Ce que les hommes veulent apprendre de la nature

 

Le fait qu’un individu puisse avoir (ou prendre) connaissance de quelque chose implique nécessairement qu’il adopte un paradigme, un point de vue, une manière de penser, une croyance, un système de représentation plus ou moins idéologique ou une grille de lecture, qu’il en soit conscient ou non.  Il lui arrive souvent d’adopter parmi plusieurs paradigmes ou plusieurs points de vue concurrents celui qui est considéré comme dominant à un moment donné.  Ce choix peut également être déterminé par les intérêts économiques, l’appartenance à tel ou tel groupe social et la position politique de chacun.   

Si les « spécialistes » d’une discipline scientifique donnent généralement l’impression d’être « objectifs » et « neutres », il n’est pas rare qu’ils se donnent sciemment une telle apparence pour justifier quelque chose de difficilement justifiable, tout en sachant qu’elle n’est pas fondée.  Si au contraire ils se considèrent vraiment comme tels, il n’est pas exclu qu’ils soient tout simplement incapables de se rendre compte qu’ils figurent parmi les acteurs directement intéressés (à certaines entreprises ou à certains secteurs) en raison même de leurs activités professionnelles.  

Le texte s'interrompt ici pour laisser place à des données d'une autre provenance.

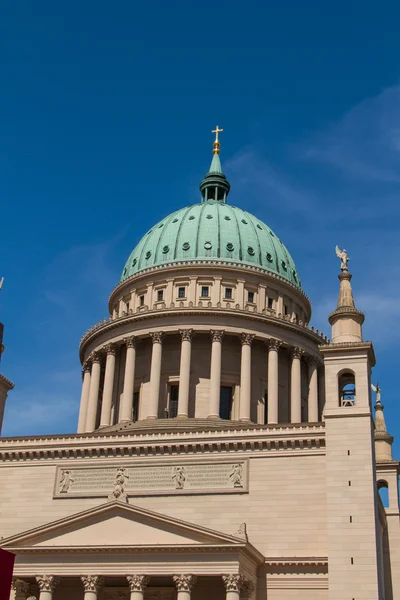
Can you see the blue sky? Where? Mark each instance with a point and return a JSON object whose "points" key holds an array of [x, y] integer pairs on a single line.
{"points": [[105, 118]]}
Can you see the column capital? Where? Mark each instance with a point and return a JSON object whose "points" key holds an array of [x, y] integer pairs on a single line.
{"points": [[95, 356], [110, 348], [233, 583], [217, 335], [130, 341], [47, 583], [246, 339], [157, 337], [274, 344], [137, 583], [296, 352], [20, 586], [92, 583], [186, 334], [312, 360], [184, 583]]}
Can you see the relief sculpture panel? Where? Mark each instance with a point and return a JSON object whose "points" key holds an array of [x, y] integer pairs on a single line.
{"points": [[120, 482]]}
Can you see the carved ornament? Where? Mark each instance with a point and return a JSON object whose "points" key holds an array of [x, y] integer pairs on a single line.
{"points": [[217, 335], [186, 334], [137, 583], [246, 339], [274, 344], [47, 583], [233, 583], [130, 341], [110, 348], [297, 352], [157, 337], [184, 583], [92, 583]]}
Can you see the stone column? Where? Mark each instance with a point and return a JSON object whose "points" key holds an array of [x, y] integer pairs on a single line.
{"points": [[137, 584], [312, 389], [91, 586], [19, 589], [321, 391], [47, 585], [155, 374], [295, 386], [273, 380], [184, 585], [245, 377], [215, 373], [126, 408], [105, 418], [93, 392], [184, 372], [84, 397], [233, 585]]}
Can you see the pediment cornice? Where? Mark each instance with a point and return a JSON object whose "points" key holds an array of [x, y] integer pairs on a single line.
{"points": [[290, 439]]}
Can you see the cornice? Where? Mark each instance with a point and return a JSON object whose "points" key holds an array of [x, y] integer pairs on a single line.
{"points": [[111, 324], [206, 264], [293, 440]]}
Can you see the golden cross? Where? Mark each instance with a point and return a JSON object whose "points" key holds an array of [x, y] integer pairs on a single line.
{"points": [[217, 130]]}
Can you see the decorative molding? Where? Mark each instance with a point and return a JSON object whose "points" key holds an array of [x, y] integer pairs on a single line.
{"points": [[217, 335], [157, 337], [137, 583], [92, 583], [246, 339], [95, 357], [274, 344], [47, 583], [297, 352], [20, 587], [110, 348], [233, 583], [184, 583], [294, 439], [186, 334]]}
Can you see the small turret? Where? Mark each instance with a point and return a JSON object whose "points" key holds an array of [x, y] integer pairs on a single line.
{"points": [[383, 439], [215, 185], [346, 320]]}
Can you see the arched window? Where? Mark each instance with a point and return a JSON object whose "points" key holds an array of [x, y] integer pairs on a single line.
{"points": [[347, 389], [383, 490]]}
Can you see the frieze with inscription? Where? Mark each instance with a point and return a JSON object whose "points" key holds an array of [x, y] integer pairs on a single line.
{"points": [[124, 480]]}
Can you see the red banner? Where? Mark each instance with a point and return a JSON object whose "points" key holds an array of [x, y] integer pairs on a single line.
{"points": [[6, 571]]}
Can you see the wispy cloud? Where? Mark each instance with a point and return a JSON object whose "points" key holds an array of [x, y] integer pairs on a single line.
{"points": [[252, 172]]}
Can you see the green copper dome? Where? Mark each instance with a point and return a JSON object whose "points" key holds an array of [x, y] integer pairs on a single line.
{"points": [[212, 232]]}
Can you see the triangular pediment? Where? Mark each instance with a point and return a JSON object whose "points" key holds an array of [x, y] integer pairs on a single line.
{"points": [[118, 525]]}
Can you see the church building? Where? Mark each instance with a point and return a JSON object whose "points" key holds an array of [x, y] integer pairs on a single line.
{"points": [[225, 448]]}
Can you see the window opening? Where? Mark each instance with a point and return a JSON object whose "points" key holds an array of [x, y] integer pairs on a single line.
{"points": [[173, 401], [228, 293], [225, 403], [135, 408]]}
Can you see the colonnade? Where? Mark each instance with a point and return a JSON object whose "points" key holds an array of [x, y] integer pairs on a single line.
{"points": [[92, 372], [234, 585]]}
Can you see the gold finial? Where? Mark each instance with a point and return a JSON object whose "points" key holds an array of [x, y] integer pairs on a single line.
{"points": [[217, 143]]}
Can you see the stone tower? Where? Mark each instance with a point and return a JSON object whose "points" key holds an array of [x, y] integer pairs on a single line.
{"points": [[351, 492]]}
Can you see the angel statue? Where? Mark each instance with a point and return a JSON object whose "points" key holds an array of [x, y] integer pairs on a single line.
{"points": [[377, 389], [342, 254]]}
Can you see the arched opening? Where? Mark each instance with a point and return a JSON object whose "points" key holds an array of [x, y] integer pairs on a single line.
{"points": [[383, 490], [347, 389]]}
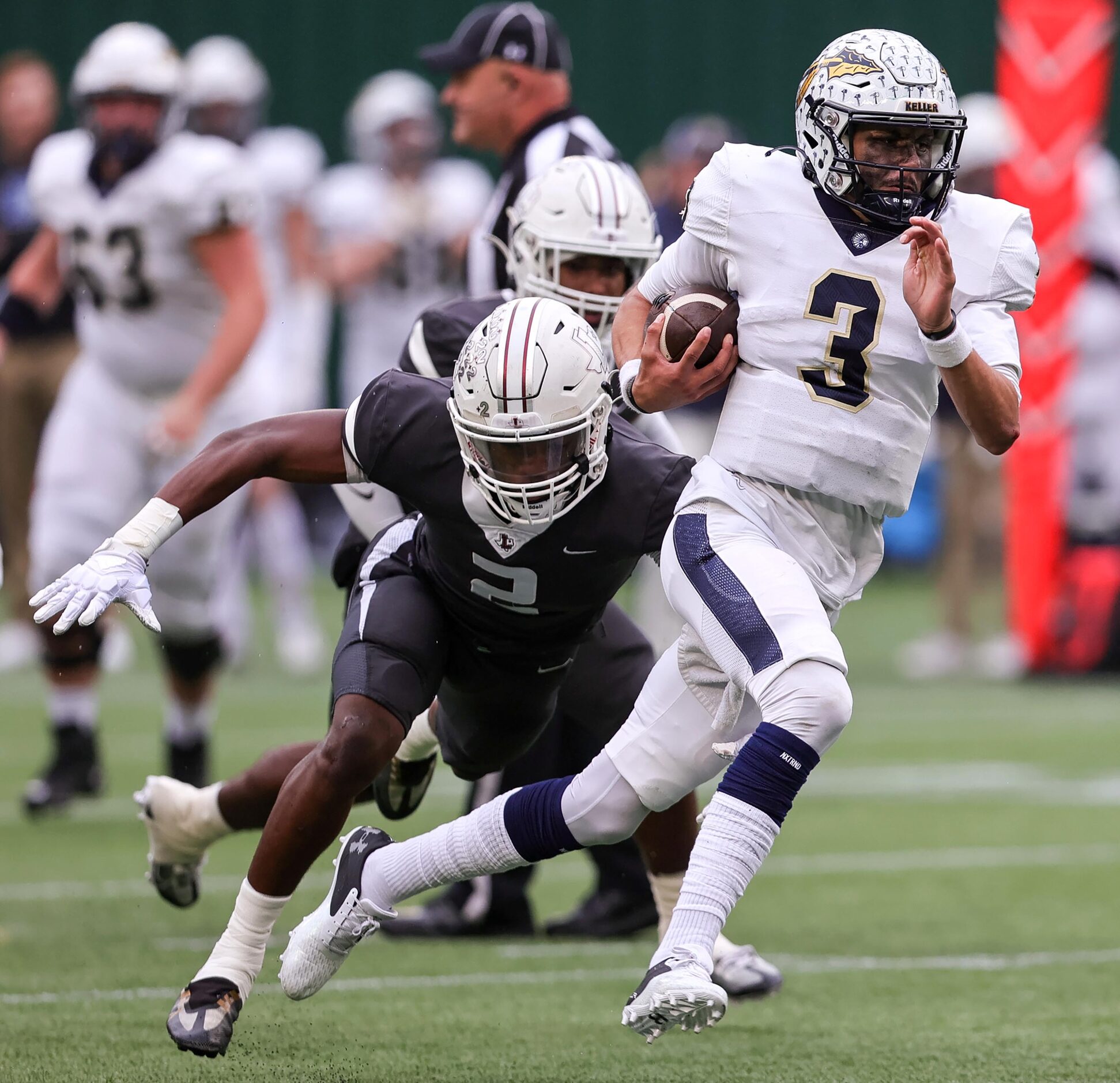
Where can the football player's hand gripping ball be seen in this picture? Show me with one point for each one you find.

En tout état de cause, on peut dire que ces « spécialistes » adoptent un système de représentation complètement idéologique qui leur permet de dissimuler la réalité et de légitimer les modes d’organisation et de gouvernance des instituts de recherche (qui s’apparentent de plus en plus à ceux des entreprises cotées) et l’ensemble des activités et des pratiques habituelles des chercheurs dans ce cadre institutionnel, y compris la recherche et développement chez les grandes entreprises « qui, maîtresses de larges pans de la science, l’ont transmuée en ‘technoscience’ intégrée à leurs stratégies (1) ».  Par ailleurs, la sociologie des sciences, qui doit avoir pour objet d’étude la vie concrète des communautés scientifiques, ne semble pas prêter suffisamment d’attention à leurs « conditions réelles d’existence». 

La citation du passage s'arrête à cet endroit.